2

I use the checkCudaErrors helper function from the CUDA Toolkit Samples. See "helper_cuda.h". I am perplexed as to why the launch error from this example is not caught by checkCudaErrors. The error is too many threads are launched (2048).

From Debug (linux gdb), the console prints (stderr in red) "warning: Cuda API error detected: cudaLaunch returned (0x9)".

Whereas when I execute either the Release or Debug builds from a Bash shell, no error is printed by checkCudaErrors.

Why is this?

My expectation is the error would be caught and printed at the D2H memcpy call immediately proceeding the launch.

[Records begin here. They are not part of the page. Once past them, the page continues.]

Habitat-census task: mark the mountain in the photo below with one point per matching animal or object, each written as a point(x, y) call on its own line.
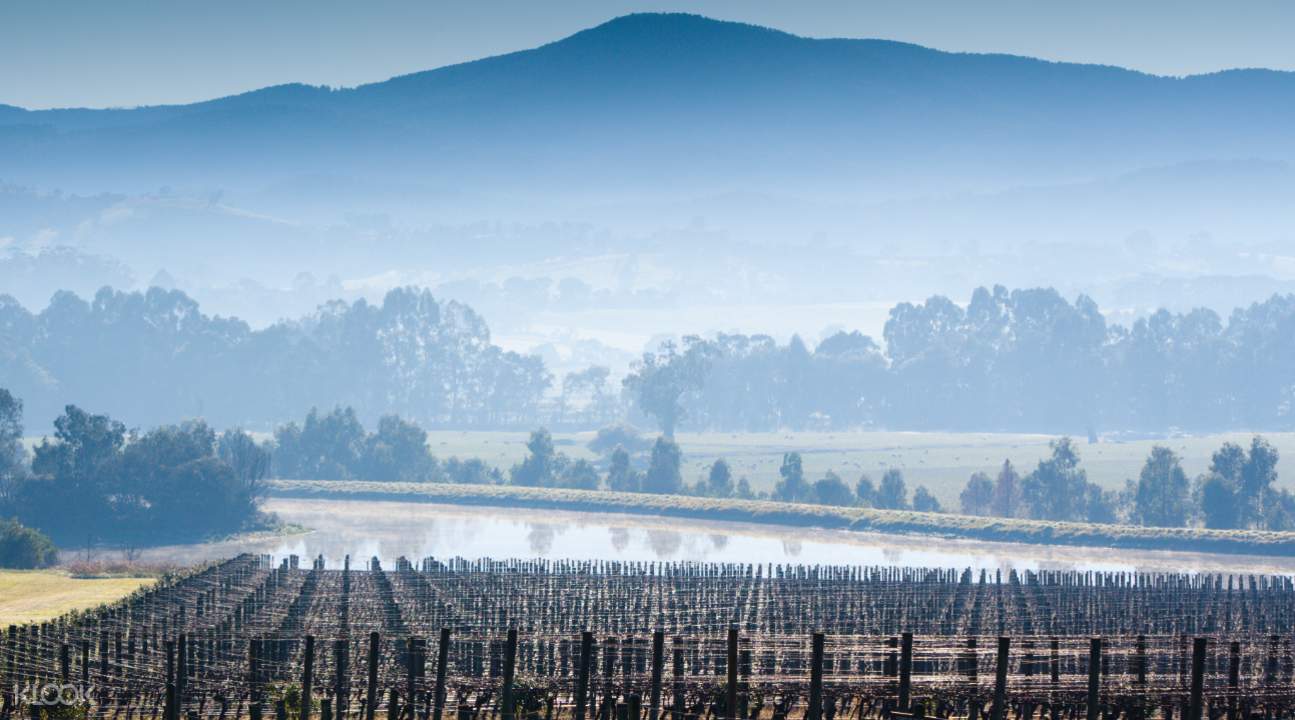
point(674, 105)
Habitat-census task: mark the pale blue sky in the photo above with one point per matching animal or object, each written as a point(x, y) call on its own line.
point(131, 52)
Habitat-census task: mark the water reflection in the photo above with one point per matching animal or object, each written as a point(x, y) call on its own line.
point(413, 530)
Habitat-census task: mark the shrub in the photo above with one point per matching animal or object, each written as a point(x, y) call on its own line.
point(23, 548)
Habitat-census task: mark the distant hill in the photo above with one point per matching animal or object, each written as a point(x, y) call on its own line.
point(675, 105)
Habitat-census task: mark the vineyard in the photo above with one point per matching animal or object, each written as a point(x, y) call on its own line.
point(552, 640)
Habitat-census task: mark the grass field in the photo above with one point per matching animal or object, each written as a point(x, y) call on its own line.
point(29, 596)
point(942, 461)
point(945, 525)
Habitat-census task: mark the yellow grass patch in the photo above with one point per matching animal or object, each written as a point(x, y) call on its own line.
point(39, 595)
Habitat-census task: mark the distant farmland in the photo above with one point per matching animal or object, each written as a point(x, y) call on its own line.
point(942, 461)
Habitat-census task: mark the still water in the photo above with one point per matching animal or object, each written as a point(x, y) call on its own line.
point(417, 530)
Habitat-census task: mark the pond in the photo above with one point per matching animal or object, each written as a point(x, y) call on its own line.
point(415, 530)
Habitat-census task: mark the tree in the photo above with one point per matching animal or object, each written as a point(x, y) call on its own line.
point(663, 474)
point(326, 447)
point(13, 455)
point(1006, 492)
point(1057, 490)
point(1219, 503)
point(1162, 494)
point(892, 494)
point(247, 459)
point(398, 451)
point(620, 475)
point(540, 465)
point(23, 548)
point(1237, 492)
point(719, 481)
point(78, 472)
point(830, 490)
point(791, 484)
point(977, 497)
point(659, 381)
point(865, 491)
point(1258, 475)
point(923, 501)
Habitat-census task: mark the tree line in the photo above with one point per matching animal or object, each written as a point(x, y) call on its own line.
point(96, 482)
point(154, 356)
point(1023, 360)
point(1026, 360)
point(1237, 492)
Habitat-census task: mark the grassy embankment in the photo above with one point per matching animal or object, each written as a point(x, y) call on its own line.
point(942, 461)
point(1260, 543)
point(33, 596)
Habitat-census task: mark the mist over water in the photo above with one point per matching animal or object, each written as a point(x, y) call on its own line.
point(391, 530)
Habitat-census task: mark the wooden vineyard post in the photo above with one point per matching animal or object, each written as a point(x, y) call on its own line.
point(658, 659)
point(1141, 659)
point(1000, 679)
point(582, 684)
point(341, 684)
point(905, 672)
point(1198, 679)
point(509, 668)
point(253, 674)
point(1094, 677)
point(438, 699)
point(307, 676)
point(168, 710)
point(1233, 679)
point(680, 705)
point(181, 671)
point(731, 697)
point(815, 711)
point(371, 698)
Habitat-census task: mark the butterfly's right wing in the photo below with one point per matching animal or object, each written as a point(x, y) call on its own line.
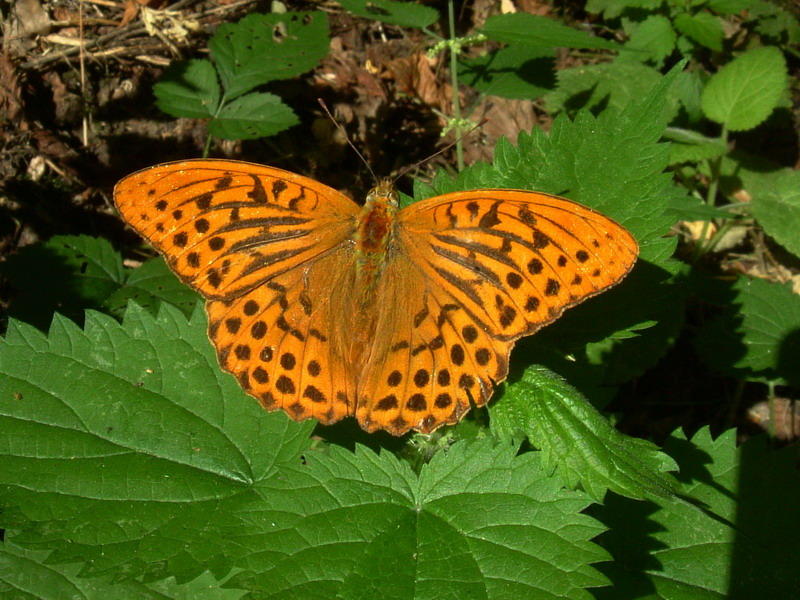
point(282, 341)
point(268, 249)
point(226, 227)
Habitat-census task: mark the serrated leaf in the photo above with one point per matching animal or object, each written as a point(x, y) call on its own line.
point(576, 440)
point(263, 48)
point(613, 164)
point(403, 14)
point(774, 22)
point(540, 32)
point(78, 272)
point(730, 7)
point(188, 89)
point(604, 85)
point(740, 542)
point(126, 448)
point(252, 116)
point(743, 93)
point(478, 522)
point(704, 28)
point(611, 9)
point(149, 285)
point(653, 40)
point(518, 72)
point(690, 146)
point(776, 205)
point(27, 574)
point(756, 335)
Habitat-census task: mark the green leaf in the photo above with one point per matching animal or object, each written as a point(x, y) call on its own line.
point(478, 522)
point(252, 116)
point(739, 542)
point(517, 71)
point(28, 574)
point(653, 40)
point(690, 146)
point(123, 446)
point(149, 285)
point(77, 272)
point(611, 9)
point(703, 28)
point(577, 441)
point(731, 7)
point(745, 91)
point(263, 48)
point(604, 85)
point(774, 22)
point(188, 89)
point(613, 164)
point(776, 205)
point(540, 32)
point(756, 336)
point(404, 14)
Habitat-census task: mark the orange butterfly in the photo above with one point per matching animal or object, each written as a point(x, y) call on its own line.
point(400, 318)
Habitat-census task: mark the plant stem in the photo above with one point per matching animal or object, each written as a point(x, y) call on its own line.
point(454, 79)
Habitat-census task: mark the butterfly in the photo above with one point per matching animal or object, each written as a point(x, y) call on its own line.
point(403, 319)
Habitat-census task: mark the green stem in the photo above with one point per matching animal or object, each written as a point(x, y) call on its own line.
point(454, 78)
point(713, 186)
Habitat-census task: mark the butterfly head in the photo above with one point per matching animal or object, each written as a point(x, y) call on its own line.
point(384, 193)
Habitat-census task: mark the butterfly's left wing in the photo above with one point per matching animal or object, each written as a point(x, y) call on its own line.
point(480, 269)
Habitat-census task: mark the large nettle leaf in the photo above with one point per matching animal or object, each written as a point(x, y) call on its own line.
point(127, 450)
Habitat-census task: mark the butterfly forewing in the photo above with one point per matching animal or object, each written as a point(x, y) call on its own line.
point(268, 250)
point(514, 259)
point(227, 227)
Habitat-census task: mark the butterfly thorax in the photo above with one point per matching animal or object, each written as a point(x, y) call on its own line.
point(373, 239)
point(375, 231)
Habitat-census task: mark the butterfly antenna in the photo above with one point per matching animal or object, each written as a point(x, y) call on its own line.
point(435, 154)
point(346, 137)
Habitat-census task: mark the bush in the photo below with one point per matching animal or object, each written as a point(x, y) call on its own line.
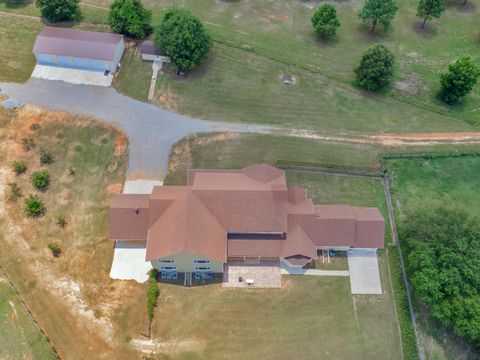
point(152, 293)
point(15, 191)
point(61, 221)
point(129, 17)
point(325, 21)
point(459, 80)
point(182, 36)
point(376, 68)
point(59, 10)
point(55, 249)
point(33, 206)
point(19, 167)
point(46, 157)
point(40, 179)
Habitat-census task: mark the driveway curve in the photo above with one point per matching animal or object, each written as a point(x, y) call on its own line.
point(151, 130)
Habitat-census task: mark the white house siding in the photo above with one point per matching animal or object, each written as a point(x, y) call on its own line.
point(184, 262)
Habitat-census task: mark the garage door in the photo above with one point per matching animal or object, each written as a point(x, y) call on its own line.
point(364, 273)
point(64, 61)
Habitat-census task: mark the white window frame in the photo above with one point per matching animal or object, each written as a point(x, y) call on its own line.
point(201, 261)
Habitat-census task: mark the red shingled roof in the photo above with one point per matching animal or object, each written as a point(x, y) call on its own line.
point(197, 218)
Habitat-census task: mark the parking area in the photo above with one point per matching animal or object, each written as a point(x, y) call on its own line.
point(364, 272)
point(72, 76)
point(265, 274)
point(129, 262)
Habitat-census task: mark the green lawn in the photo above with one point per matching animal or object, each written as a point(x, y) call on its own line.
point(19, 338)
point(422, 182)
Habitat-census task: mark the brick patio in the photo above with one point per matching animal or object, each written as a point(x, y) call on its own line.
point(266, 274)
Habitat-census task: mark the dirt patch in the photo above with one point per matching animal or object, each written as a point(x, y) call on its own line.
point(169, 347)
point(115, 188)
point(411, 84)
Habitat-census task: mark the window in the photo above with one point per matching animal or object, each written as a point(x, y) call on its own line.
point(168, 268)
point(201, 261)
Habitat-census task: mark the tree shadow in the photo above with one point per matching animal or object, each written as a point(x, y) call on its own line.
point(16, 4)
point(428, 31)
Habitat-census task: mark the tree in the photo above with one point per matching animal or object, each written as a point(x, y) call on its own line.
point(130, 17)
point(444, 267)
point(429, 9)
point(325, 21)
point(40, 179)
point(182, 36)
point(59, 10)
point(459, 80)
point(379, 11)
point(33, 206)
point(376, 68)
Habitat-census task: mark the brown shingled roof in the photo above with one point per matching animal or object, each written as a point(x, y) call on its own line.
point(199, 217)
point(78, 43)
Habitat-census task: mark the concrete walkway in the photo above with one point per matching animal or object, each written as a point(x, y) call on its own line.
point(151, 130)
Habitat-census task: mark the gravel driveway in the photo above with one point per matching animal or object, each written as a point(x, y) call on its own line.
point(151, 130)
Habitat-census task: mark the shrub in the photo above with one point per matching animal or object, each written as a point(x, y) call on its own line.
point(325, 21)
point(152, 293)
point(129, 17)
point(376, 68)
point(46, 157)
point(59, 10)
point(19, 167)
point(33, 206)
point(61, 221)
point(40, 179)
point(15, 191)
point(182, 36)
point(55, 249)
point(28, 144)
point(459, 80)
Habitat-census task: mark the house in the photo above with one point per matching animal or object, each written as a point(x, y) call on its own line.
point(151, 53)
point(76, 49)
point(242, 216)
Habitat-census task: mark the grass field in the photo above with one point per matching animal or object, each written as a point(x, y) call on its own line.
point(423, 182)
point(74, 291)
point(309, 318)
point(19, 338)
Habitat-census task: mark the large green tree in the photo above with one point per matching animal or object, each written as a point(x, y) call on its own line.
point(325, 21)
point(183, 37)
point(59, 10)
point(429, 9)
point(376, 68)
point(443, 264)
point(458, 80)
point(131, 18)
point(379, 11)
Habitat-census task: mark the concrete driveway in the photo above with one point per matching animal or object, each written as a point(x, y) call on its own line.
point(72, 76)
point(151, 130)
point(364, 273)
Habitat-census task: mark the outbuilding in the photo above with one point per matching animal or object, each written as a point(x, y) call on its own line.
point(151, 53)
point(76, 49)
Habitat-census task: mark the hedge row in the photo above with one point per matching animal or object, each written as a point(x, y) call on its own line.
point(152, 293)
point(409, 343)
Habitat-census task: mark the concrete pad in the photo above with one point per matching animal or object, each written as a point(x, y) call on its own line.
point(129, 262)
point(266, 274)
point(364, 273)
point(140, 186)
point(72, 76)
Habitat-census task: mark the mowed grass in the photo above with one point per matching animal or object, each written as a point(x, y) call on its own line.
point(19, 338)
point(73, 291)
point(308, 318)
point(417, 183)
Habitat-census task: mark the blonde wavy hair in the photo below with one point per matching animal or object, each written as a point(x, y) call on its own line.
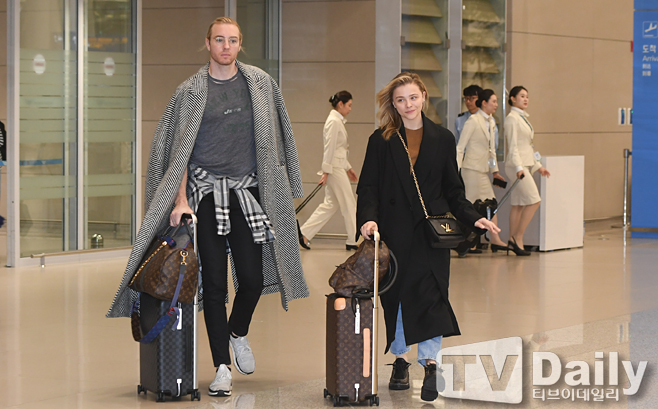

Is this incorrect?

Minimal reproducible example:

#include <cuda.h>
#include "helper_cuda.h"

__global__ void BusyIncrementKernel( const size_t increments, float * result){
    float tmp = 0;
    for ( size_t i = 0; i < increments; ++i ){ tmp += 1; }
    const int j = threadIdx.x + blockIdx.x*blockDim.x;
    if ( j == 0 ){ *result = tmp; }
}

int main( int argc, char * argv[] ){
    unsigned int blockDim = 2048;
    dim3 block{ blockDim, 1, 1};
    dim3 grid{ 1, 1, 1};
    float * dResult;
    checkCudaErrors( cudaMalloc( &dResult, sizeof(float) ));
    BusyIncrementKernel<<< grid, block >>>( 10000000, dResult );
    float result;
    checkCudaErrors( cudaMemcpy( &result, dResult, sizeof(float), cudaMemcpyDeviceToHost ));
    checkCudaErrors( cudaFree( dResult ));
    checkCudaErrors( cudaDeviceSynchronize() );
    fprintf( stderr,"result: %f\n", result );
    return 0;
}
einpoklum
  • 118,144
  • 57
  • 340
  • 684
Tyson Hilmer
  • 741
  • 7
  • 25
  • Where exactly does it fail? I am almost sure you can't get an error with checkCudaError() for Kernel errors,but only client API calls. – Michael IV Mar 26 '18 at 10:05
  • @MichaelIV the program always returns after the fprintf( result: ....) in main(). I expect it to return from within checkCudaErrors( ... exit(EXIT_FAILURE) ), but it does not. I also expect Kernel errors are eventually returned by later CUDA API calls, e.g. the proceeding cudaMemcpy, cudaFree, or definitely the cudaDeviceSynchronize. – Tyson Hilmer Mar 26 '18 at 10:10
  • So you're saying checkCudaErrors doesn't return any errors at all? – Michael IV Mar 26 '18 at 10:12
  • @MichaelIV. Yes. Which makes no sense. It has worked well for me in the past. Clean rebuild and build call all look normal. – Tyson Hilmer Mar 26 '18 at 10:13
  • Maybe you're running in release build mode? Do regular asserts work? – Michael IV Mar 26 '18 at 10:14
  • Kernel launches require a particular sequence of API calls to catch launch errors. See https://stackoverflow.com/a/14038590/681865 – talonmies Mar 26 '18 at 10:24
  • @talonmies. I should be paying you for this advice. Per your post; checkCudaErrors( cudaPeekAtLastError() ) works, i.e. the error is caught and printed. This is disturbing and perplexing. I thought subsequent API calls were redundant with cudaPeekAtLastError, whereas this evidences they are not. A [closer read of the docs](http://docs.nvidia.com/cuda/cuda-c-programming-guide/index.html#error-checking) helped. – Tyson Hilmer Mar 26 '18 at 10:43
  • @MichaelIV. Apologies for the earlier incorrect comment, which I have deleted. Regular asserts do not work. (I had the logical inverted.) – Tyson Hilmer Mar 26 '18 at 12:00

2 Answers2

2

This answer by talonmies specifically states kernel launches require a slightly different pattern to handle. The CUDA API documentation 3.2.9. on Error Checking explains this.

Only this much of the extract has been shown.